Credit rating criteria for derivative instruments are similar to those for other investments. The amounts subject to credit risk related to derivative instruments are generally limited to the amounts, if any, by which a counterparty's obligations exceed our obligations with that counterparty, because we enter into master netting arrangements with counterparties when possible to mitigate credit risk in derivative transactions subject to International Swaps and Derivatives Association, Inc. (ISDA) agreements.
The credit quality of our investment portfolio remains high during this difficult credit environment, with other-than-temporary impairments on our available-for-sale debt instruments limited to $44 million during 2008. In addition, we continue to be able to invest in high-quality investments. However, we have seen a reduction in the volume of available commercial paper from certain market segments. As a result, our investments in short-term government funds have increased, which will reduce our average investment return.
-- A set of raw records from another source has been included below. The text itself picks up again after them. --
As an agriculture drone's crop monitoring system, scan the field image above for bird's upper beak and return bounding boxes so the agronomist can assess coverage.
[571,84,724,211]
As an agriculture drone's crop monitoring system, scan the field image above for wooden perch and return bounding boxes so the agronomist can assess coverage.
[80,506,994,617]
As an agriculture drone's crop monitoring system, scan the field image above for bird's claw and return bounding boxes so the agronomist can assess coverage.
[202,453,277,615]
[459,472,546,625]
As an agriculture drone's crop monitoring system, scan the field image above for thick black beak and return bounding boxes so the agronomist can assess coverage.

With the exception of a limited amount of investments for which we have recognized other-than-temporary impairments, we have not seen significant liquidation delays, and for those that have matured we have received the full par value of our original debt investments. We have the intent and ability to hold our debt investments that have unrealized losses in accumulated other comprehensive income for a sufficient period of time to allow for recovery of the principal amounts invested, which may occur at or near the maturity of those investments.
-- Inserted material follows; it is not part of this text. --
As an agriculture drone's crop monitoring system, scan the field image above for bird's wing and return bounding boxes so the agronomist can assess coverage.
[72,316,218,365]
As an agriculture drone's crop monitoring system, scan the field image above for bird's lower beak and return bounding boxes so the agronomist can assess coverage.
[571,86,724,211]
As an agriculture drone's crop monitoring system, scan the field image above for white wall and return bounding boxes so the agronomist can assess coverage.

As of December 27, 2008, $10.2 billion of our portfolio had a remaining maturity of less than one year. As of December 27, 2008, our cumulative unrealized losses, net of corresponding hedging activities, related to debt instruments classified as trading assets were approximately $145 million (approximately $25 million as of December 29, 2007). As of December 27, 2008, our cumulative unrealized losses related to debt instruments classified as available-for-sale were approximately $215 million (approximately $55 million as of December 29, 2007). Substantially all of our unrealized losses can be attributed to fair value fluctuations in an unstable credit environment that resulted in a decrease in the market liquidity for debt instruments.
Our portfolio included $1.1 billion of asset-backed securities as of December 27, 2008. Approximately half of these securities were collateralized by first-lien mortgages or credit card debt. The remaining asset-backed securities were collateralized by student loans or auto loans. During 2008, our asset-backed securities experienced net unrealized fair value declines totaling $131 million, of which $108 million was recognized in our consolidated statements of income. As of December 27, 2008, the expected weighted average remaining maturity was less than two years.
We continually monitor the credit risk in our portfolio and mitigate our credit and interest rate exposures in accordance with the policies approved by our Board of Directors. We intend to continue to closely monitor future developments in the credit markets and make appropriate changes to our investment policy as deemed necessary. Based on our ability to liquidate our investment portfolio and our expected operating cash flows, we do not anticipate any liquidity constraints as a result of either the current credit environment or potential investment fair value fluctuations.
Our commercial paper program provides another potential source of liquidity. We have an ongoing authorization from our Board of Directors to borrow up to $3.0 billion, including through the issuance of commercial paper. Maximum borrowings under our commercial paper program during 2008 were approximately $1.3 billion, although no commercial paper remained outstanding as of December 27, 2008. Our commercial paper was rated A-1+ by Standard & Poor's and P-1 by Moody's as of December 27, 2008. Despite the tightening of the credit markets, we continue to be able to access funds through the credit markets, including through the issuance of commercial paper. We also have an automatic shelf registration statement on file with the SEC pursuant to which we may offer an unspecified amount of debt, equity, and other securities.
We believe that we have the financial resources needed to meet business requirements for the next 12 months, including capital expenditures for the expansion or upgrading of worldwide manufacturing and assembly and test capacity, working capital requirements, and potential dividends, common stock repurchases, and acquisitions or strategic investments.